The first section I read was entitled How Video Games Entertain.
Adams first emphasises here that, while a game is typically created to entertain, no one game will please every person. A good games designer should be able to produce games which entertain the player in a variety of ways, allowing them to target a specified audience every time they create a game.
Next, he highlights that the core entertainment value of a game lies in its gameplay, which hinges on the challenge the game lays out before the player. The player must have a reasonable expectation of being able to overcome this challenge, or else the game may seem unfair; if a powerful opponent is presented to the player, they should be able to believe that they in turn are suitably powerful enough to defeat it.
Gameplay, being at the centre of a game and the experience it offers, should be the first thing the designer considers when making a game.
Next, I delved into the factors that make a well-conceived video game, starting with The Key Components of Video Games.
Adams split this into Core Mechanics and User Interface: Core Mechanics generate the gameplay, defining the challenges of the game and the actions the player may take to overcome them, while the User Interface acts as a translator between the Core Mechanics and the player, converting input and output into something each can understand.

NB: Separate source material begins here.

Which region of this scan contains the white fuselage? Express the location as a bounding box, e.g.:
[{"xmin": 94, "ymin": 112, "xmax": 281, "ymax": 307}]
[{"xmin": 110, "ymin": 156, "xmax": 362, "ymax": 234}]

The example Adams offers is a player pressing a button to apply brakes in a driving game; the User Interface reads the button press, and tells the Core Mechanics to slow the car. The car slows, and the User Interface gives the player the appropriate animations and other visual and audio outputs to tell them that the braking has taken effect.
The User Interface can be broken down into two main elements: the interaction model and the camera model. The interaction model converts player input into actions within the game's Core Mechanics, while the camera model takes the events and challenges of the Core Mechanics and translates them for the player in the forms of images, sound, and/or other forms of output.
In the same chapter was a section entitled The Structure of a Video Game:
Adams explains that most games (except for the very simple) only present a subset of their complete gameplay at any one time. For example, a driving game could be split between driving the car and managing upgrades; two elements of the same game which offer starkly different challenges and actions available to the player (the player should not be allowed to purchase upgrades while driving, or to accelerate the vehicle while they're adding a better engine).
These different parts of a game are called gameplay modes.
Each gameplay mode should have a different User Interface from the others, necessary to give the player the appropriate feedback and input options.
Another element of a game's structure is shell menus. Shell menus typically exist before, in-between, and after segments of gameplay, during times when the player is unable to affect the game world. Examples of this are loading and saving the game, options menus, and often pause menus. If the pause menu allows the player to affect the game world in some way, though, such as purchasing upgrades, then it should be considered a gameplay mode rather than a shell menu.
Title screens, credit screens, and loading screens can be similarly termed shell screens, as they offer the player no interaction or feedback from the game's Core Mechanics.
This should do for the first post; after some further reading, I'll be back with my notes from the next chapter of Adams' Fundamentals of Game Design: Game Concepts.
Until then, stay well, readers.
Adams, Ernest. Fundamentals of Game Design, Second Edition. New Riders, Berkeley, CA, 2010.